Por isso, a precisão dos instrumentos inerentes ao rito de formação do contrato de seguro assumem importância de grau máximo, pois é através destes – e apenas deste – que o ente segurador consegue delimitar os riscos aos quais estará sujeita. 20

Sabe-se que o contrato de seguro é um contrato de massa, que somente atinge seus objetivos comerciais com larga expansão. 21 A seguradora é verdadeira gestora de recursos alheios e, em razão da mutualidade, assim como extensão das operações negociais que giram em torno do seguro, é imprescindível proporcionar elevado nível de segurança ao rito de formação e conclusão do contrato.

Os instrumentos escritos que fazem surgir o contrato de seguro, assim, resguardam o capital financeiro comum a todos os segurados gerido pela seguradora, uma vez que dificulta sobremaneira a prática de fraudes 22 e garante ao ente segurador as informações necessárias – com maior grau de precisão e segurança – para sejam tomadas as decisões a favor ou contra novas contratações (evitando-se, por conseguinte, o ingresso de novos segurados cuja participação não seja interessante e benéfica aos demais segurados e à própria seguradora).

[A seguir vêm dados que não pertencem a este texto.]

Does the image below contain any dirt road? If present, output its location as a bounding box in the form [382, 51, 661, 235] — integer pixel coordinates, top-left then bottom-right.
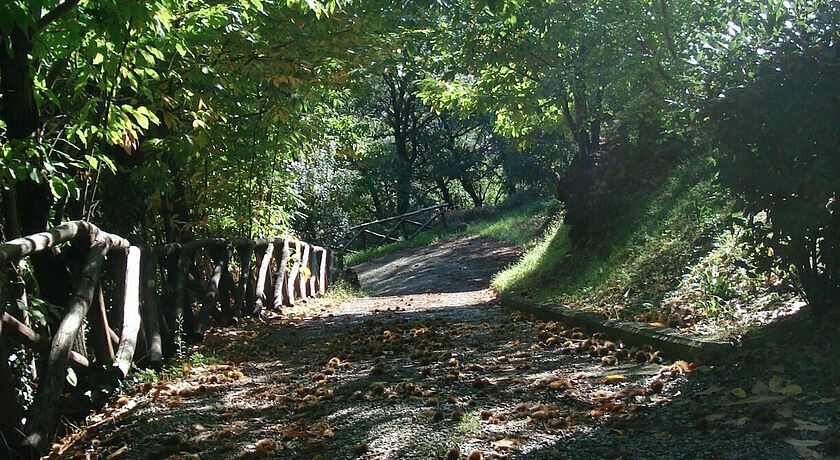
[59, 238, 793, 460]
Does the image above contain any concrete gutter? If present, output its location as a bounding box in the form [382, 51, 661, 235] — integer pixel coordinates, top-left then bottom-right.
[499, 293, 735, 362]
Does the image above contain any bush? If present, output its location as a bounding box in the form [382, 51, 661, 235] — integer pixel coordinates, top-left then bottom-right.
[708, 45, 840, 319]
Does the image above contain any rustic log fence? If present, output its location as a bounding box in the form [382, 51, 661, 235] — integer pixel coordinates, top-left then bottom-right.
[338, 204, 451, 254]
[0, 221, 333, 453]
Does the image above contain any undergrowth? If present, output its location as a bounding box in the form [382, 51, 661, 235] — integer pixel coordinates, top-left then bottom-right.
[344, 199, 559, 266]
[492, 153, 796, 335]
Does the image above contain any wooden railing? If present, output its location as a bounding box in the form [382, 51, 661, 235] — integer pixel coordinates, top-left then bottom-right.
[339, 204, 450, 254]
[0, 221, 333, 453]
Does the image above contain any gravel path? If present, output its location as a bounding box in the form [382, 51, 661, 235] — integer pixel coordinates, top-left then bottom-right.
[57, 237, 808, 460]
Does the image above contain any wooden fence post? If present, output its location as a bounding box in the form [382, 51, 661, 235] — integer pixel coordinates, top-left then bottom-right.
[114, 246, 141, 378]
[274, 239, 291, 310]
[254, 243, 274, 316]
[24, 234, 128, 453]
[283, 241, 301, 307]
[315, 248, 329, 295]
[88, 283, 114, 365]
[194, 247, 231, 340]
[169, 247, 193, 341]
[140, 248, 163, 368]
[230, 240, 254, 323]
[306, 246, 321, 297]
[295, 243, 310, 300]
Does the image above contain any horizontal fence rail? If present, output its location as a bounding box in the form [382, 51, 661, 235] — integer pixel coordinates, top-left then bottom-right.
[338, 204, 451, 254]
[0, 221, 334, 453]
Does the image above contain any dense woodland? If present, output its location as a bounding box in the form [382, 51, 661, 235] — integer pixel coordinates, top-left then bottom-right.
[0, 0, 840, 456]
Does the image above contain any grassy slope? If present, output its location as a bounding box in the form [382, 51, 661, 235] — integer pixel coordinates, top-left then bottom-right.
[345, 200, 558, 266]
[493, 157, 796, 336]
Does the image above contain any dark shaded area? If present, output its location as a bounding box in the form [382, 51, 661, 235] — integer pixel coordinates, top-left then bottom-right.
[353, 236, 521, 296]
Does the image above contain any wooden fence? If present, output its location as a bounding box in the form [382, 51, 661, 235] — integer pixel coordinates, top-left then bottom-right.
[339, 204, 450, 254]
[0, 221, 333, 453]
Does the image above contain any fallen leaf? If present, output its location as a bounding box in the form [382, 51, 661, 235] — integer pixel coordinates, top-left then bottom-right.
[491, 438, 522, 452]
[785, 439, 823, 459]
[724, 394, 787, 406]
[752, 380, 770, 396]
[793, 418, 828, 432]
[729, 387, 747, 399]
[778, 384, 802, 395]
[604, 374, 627, 383]
[769, 375, 785, 393]
[697, 385, 723, 396]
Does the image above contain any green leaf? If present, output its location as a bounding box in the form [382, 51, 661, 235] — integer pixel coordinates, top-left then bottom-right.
[67, 367, 79, 387]
[85, 155, 99, 169]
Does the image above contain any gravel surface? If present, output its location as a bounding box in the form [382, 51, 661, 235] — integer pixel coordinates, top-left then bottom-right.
[57, 238, 820, 460]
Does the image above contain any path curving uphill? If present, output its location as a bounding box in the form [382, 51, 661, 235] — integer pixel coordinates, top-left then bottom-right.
[57, 237, 793, 460]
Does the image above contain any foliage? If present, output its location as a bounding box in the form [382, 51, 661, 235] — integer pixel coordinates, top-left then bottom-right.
[710, 43, 840, 320]
[345, 200, 558, 266]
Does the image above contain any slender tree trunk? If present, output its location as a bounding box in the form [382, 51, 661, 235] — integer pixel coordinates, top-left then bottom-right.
[435, 177, 455, 206]
[458, 174, 484, 208]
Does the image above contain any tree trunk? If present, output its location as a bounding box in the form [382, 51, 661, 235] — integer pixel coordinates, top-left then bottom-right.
[169, 248, 193, 342]
[0, 280, 23, 451]
[88, 285, 114, 366]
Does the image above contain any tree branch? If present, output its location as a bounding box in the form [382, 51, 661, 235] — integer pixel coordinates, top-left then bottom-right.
[37, 0, 79, 30]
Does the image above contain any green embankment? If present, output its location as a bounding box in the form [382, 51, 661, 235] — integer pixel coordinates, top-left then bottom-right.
[493, 153, 795, 336]
[345, 200, 559, 266]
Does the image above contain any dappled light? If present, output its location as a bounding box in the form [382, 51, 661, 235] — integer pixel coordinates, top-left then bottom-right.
[0, 0, 840, 460]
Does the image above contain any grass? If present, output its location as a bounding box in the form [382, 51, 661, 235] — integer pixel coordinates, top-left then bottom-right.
[493, 157, 748, 328]
[344, 199, 559, 266]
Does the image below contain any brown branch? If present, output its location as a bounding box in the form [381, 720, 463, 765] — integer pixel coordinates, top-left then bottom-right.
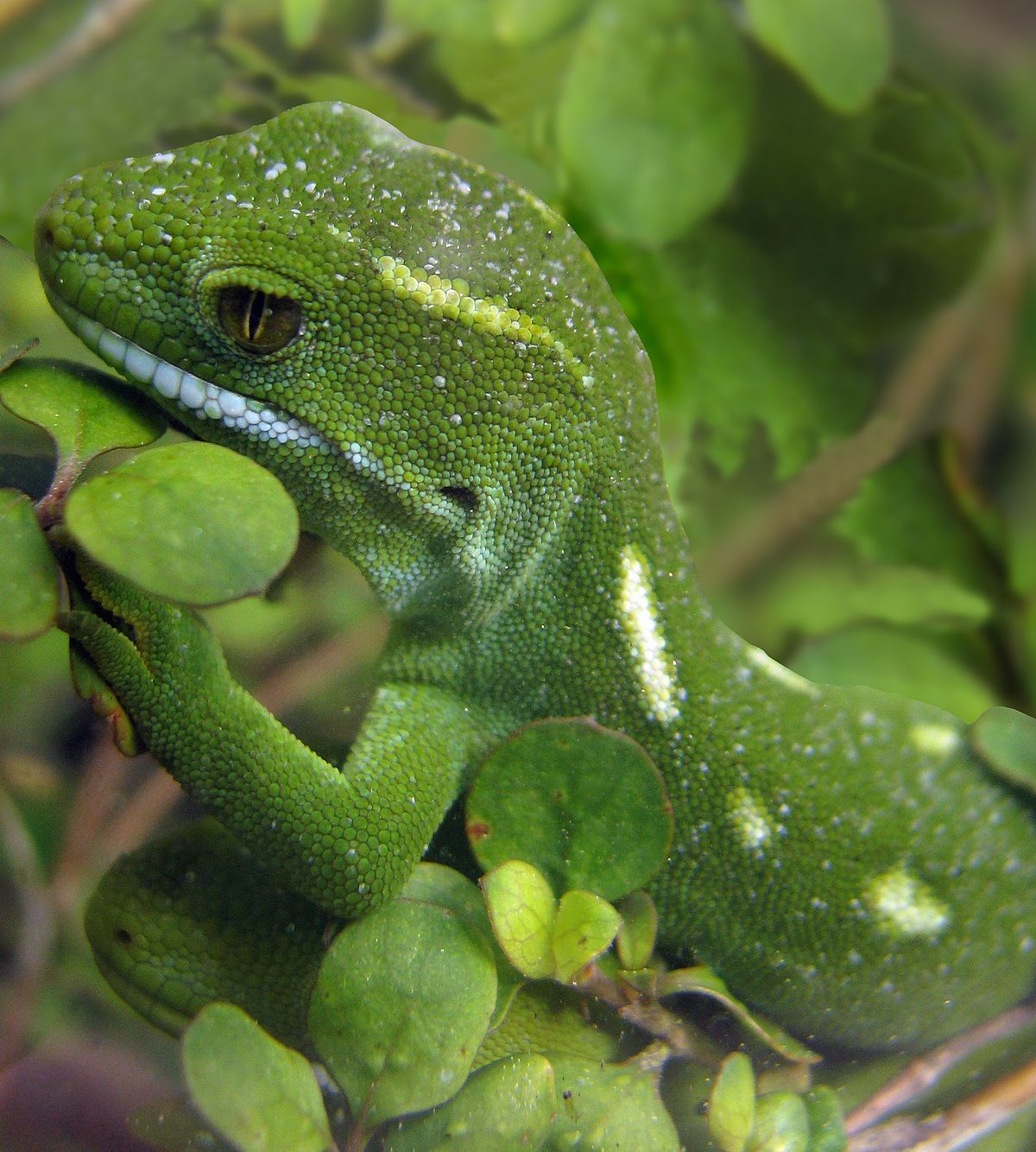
[845, 1003, 1036, 1136]
[0, 0, 148, 111]
[698, 297, 975, 587]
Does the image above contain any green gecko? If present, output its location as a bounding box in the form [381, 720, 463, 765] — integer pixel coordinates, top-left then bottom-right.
[35, 104, 1036, 1048]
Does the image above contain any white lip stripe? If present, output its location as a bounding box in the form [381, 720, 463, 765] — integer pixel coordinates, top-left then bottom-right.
[52, 297, 336, 453]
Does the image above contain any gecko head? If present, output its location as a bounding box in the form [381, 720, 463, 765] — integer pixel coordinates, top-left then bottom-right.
[35, 104, 654, 626]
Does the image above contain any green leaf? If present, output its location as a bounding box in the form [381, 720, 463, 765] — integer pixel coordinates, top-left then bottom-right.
[0, 358, 166, 469]
[745, 0, 891, 113]
[556, 0, 752, 245]
[182, 1003, 334, 1152]
[479, 860, 557, 980]
[384, 1054, 557, 1152]
[0, 489, 58, 641]
[66, 441, 298, 604]
[788, 625, 997, 722]
[490, 0, 590, 44]
[804, 1086, 849, 1152]
[659, 965, 821, 1065]
[970, 707, 1036, 794]
[709, 1052, 755, 1152]
[749, 1092, 809, 1152]
[281, 0, 327, 52]
[550, 890, 621, 983]
[467, 720, 673, 900]
[545, 1058, 680, 1152]
[615, 892, 659, 970]
[310, 866, 496, 1124]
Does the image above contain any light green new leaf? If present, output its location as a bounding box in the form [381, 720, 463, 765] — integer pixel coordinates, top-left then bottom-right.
[384, 1054, 557, 1152]
[310, 866, 496, 1124]
[545, 1058, 680, 1152]
[467, 720, 673, 900]
[479, 860, 557, 980]
[749, 1092, 809, 1152]
[0, 489, 58, 641]
[182, 1003, 334, 1152]
[745, 0, 892, 113]
[0, 358, 166, 468]
[709, 1052, 755, 1152]
[66, 441, 298, 604]
[556, 0, 752, 245]
[550, 892, 621, 982]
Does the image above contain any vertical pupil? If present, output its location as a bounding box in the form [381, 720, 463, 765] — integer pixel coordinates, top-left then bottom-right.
[246, 292, 266, 341]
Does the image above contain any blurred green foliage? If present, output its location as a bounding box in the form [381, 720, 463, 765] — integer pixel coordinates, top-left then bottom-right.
[0, 0, 1036, 1152]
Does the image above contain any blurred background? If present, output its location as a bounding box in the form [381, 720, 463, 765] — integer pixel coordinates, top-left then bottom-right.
[0, 0, 1036, 1149]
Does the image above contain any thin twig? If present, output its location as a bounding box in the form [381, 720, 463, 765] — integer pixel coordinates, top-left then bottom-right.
[698, 297, 975, 587]
[0, 0, 148, 111]
[845, 1003, 1036, 1136]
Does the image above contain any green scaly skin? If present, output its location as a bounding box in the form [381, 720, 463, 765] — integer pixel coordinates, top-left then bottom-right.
[37, 104, 1036, 1048]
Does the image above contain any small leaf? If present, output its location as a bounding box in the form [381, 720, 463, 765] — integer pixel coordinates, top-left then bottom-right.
[749, 1092, 809, 1152]
[615, 892, 659, 970]
[0, 489, 58, 641]
[384, 1054, 557, 1152]
[550, 890, 621, 982]
[709, 1052, 755, 1152]
[66, 441, 298, 604]
[467, 720, 673, 900]
[281, 0, 327, 52]
[182, 1003, 334, 1152]
[545, 1058, 680, 1152]
[746, 0, 891, 113]
[0, 358, 166, 469]
[310, 866, 496, 1124]
[479, 860, 557, 980]
[556, 0, 752, 245]
[659, 965, 821, 1065]
[970, 707, 1036, 794]
[804, 1086, 849, 1152]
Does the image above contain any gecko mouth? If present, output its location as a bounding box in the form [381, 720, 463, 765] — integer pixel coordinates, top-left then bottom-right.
[47, 292, 338, 453]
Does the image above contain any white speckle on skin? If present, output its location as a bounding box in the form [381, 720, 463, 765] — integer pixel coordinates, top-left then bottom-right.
[617, 544, 679, 724]
[908, 724, 960, 756]
[863, 864, 950, 937]
[726, 787, 774, 856]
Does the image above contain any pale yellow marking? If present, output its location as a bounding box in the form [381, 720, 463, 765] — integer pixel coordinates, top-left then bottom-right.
[726, 787, 774, 856]
[863, 864, 950, 937]
[377, 256, 594, 389]
[618, 544, 679, 724]
[749, 646, 819, 697]
[908, 724, 960, 756]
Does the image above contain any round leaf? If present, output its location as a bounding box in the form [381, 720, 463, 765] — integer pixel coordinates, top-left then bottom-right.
[479, 860, 557, 980]
[746, 0, 891, 113]
[550, 892, 619, 982]
[557, 0, 752, 244]
[0, 358, 166, 468]
[749, 1092, 809, 1152]
[0, 489, 58, 641]
[66, 441, 298, 604]
[546, 1059, 680, 1152]
[183, 1003, 334, 1152]
[615, 892, 659, 969]
[384, 1054, 557, 1152]
[971, 707, 1036, 793]
[709, 1052, 755, 1152]
[467, 720, 673, 900]
[310, 866, 496, 1124]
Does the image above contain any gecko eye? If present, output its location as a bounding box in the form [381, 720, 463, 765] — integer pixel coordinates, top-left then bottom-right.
[218, 284, 301, 355]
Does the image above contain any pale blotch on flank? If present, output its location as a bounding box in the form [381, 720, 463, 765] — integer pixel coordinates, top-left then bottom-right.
[909, 724, 960, 756]
[749, 645, 819, 697]
[726, 786, 774, 856]
[618, 544, 679, 724]
[863, 864, 950, 937]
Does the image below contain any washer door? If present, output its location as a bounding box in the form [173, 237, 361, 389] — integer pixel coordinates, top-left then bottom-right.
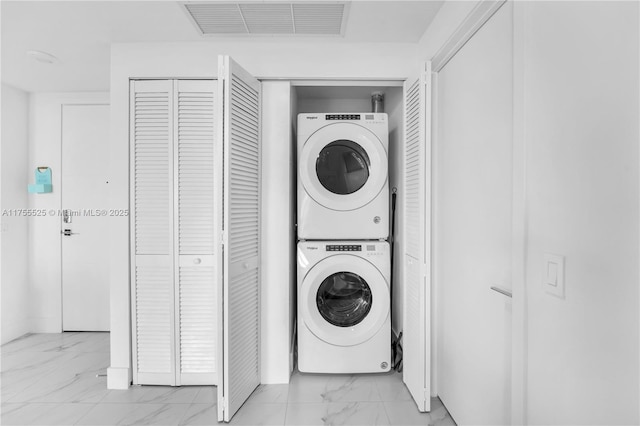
[298, 123, 387, 211]
[298, 254, 390, 346]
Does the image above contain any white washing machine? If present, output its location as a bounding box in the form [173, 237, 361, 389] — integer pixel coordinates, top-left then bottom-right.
[298, 113, 389, 240]
[298, 241, 391, 373]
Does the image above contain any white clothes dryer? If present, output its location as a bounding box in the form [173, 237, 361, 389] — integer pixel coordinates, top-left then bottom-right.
[297, 113, 389, 240]
[297, 241, 391, 373]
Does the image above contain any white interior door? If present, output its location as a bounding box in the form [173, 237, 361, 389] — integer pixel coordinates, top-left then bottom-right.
[215, 56, 261, 421]
[434, 2, 513, 425]
[402, 63, 431, 411]
[61, 105, 110, 331]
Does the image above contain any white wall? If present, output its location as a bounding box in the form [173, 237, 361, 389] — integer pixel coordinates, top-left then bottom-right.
[108, 40, 417, 388]
[524, 2, 640, 424]
[27, 93, 109, 333]
[0, 83, 30, 343]
[418, 0, 482, 60]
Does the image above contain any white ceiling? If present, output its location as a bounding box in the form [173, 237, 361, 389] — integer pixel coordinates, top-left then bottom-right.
[0, 0, 443, 92]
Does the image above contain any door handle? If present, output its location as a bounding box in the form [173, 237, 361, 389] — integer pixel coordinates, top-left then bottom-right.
[491, 287, 513, 297]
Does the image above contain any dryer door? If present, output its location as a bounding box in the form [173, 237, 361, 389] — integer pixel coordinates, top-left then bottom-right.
[298, 254, 389, 346]
[298, 123, 387, 211]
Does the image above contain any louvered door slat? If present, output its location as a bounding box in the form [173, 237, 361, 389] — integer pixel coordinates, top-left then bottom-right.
[131, 81, 173, 255]
[131, 80, 219, 385]
[175, 80, 217, 385]
[130, 80, 175, 385]
[402, 64, 431, 411]
[218, 57, 260, 421]
[176, 81, 215, 255]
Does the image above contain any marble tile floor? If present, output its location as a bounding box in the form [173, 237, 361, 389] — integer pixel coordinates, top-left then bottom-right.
[0, 333, 455, 426]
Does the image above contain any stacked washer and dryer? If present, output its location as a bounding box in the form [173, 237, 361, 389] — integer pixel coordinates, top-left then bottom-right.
[297, 113, 391, 373]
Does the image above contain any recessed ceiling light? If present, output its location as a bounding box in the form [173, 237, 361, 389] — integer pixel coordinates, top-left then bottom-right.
[27, 50, 59, 64]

3. A proposta de seguro: a prova do consentimento do segurado e o instrumento mais essencial de todos para a constatação do risco

Conforme já tivemos a oportunidade de salientar, em geral os contratos são formados pelo acordo de duas ou mais vontades, por meio do qual se estabelecem relações jurídicas, para o fim de adquirir, modificar, regular ou extinguir direitos, deveres e obrigações. 23

O contrato de seguro, além de regulamentado no Código Civil de 2002, respeita inúmeras normas esparsas, em especial as contidas (i) no Dec.-lei 73, de 21.11.1966 (que instituiu o Sistema Nacional de Seguros Privados); (ii) no Dec. 60.459, de 13.03.1967, (que veio a regulamentá-lo); e (iii) nas múltiplas normas advindas do CNSP e da Susep.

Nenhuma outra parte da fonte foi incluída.